C.D. Warner, et al., comp.
The Library of the World’s Best Literature. An Anthology in Thirty Volumes. 1917.
Theodore Watts-Dunton (18321914)
The Bedouin-Child
I
Heard from a tent a child’s heart-withering wail,
Mixt with the message of the nightingale,
And entering, found, sunk in mysterious swoon,
A little maiden dreaming there alone.
She babbled of her father sitting pale
’Neath wings of Death—’mid sights of sorrow and bale,
And pleaded for his life in piteous tone.
While she, with eager lips, like one who tries
To kiss a dream, stretches her arms and cries
To heaven for help,—“Plead on: such pure love-breath
Reaching the Throne, might stay the wings of Death,
That in the desert fan thy father’s eyes.”
Seven sons await the morning vultures’ claws;
’Mid empty water-skins and camel-maws
The father sits, the last of all the band.

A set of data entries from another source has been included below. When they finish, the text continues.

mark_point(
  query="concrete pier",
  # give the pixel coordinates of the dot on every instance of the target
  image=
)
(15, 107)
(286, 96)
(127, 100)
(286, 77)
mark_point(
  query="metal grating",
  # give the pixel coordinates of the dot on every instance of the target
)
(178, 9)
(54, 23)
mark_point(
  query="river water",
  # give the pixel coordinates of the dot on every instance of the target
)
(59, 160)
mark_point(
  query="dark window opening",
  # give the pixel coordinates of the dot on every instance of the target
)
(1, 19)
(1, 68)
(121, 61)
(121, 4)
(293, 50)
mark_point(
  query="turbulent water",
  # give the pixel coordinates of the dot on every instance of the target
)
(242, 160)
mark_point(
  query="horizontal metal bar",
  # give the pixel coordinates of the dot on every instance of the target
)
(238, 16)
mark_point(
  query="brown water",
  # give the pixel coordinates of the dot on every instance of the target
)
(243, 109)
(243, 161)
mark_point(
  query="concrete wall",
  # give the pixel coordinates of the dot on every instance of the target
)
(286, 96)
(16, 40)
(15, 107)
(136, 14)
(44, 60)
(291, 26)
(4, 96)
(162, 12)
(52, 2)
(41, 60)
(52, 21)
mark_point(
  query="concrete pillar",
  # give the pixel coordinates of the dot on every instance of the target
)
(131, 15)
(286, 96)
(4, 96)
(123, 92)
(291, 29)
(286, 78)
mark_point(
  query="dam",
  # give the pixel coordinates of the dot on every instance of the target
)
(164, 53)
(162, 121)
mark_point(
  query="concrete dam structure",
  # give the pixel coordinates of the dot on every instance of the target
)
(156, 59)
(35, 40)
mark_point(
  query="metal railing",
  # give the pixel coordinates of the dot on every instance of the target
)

He mutters, drowsing o’er the moonlit sand,
“Sleep fans my brow; Sleep makes us all pashas:
Or if the wings are Death’s, why, Azreel draws
A childless father from an empty land.”
A child’s sweet breath hath stilled; so God decrees;”—
A camel’s bell comes tinkling on the breeze,
Filling the Bedouin’s brain with bubble of springs
And scent of flowers and shadow of wavering trees,
Where, from a tent, a little maiden sings.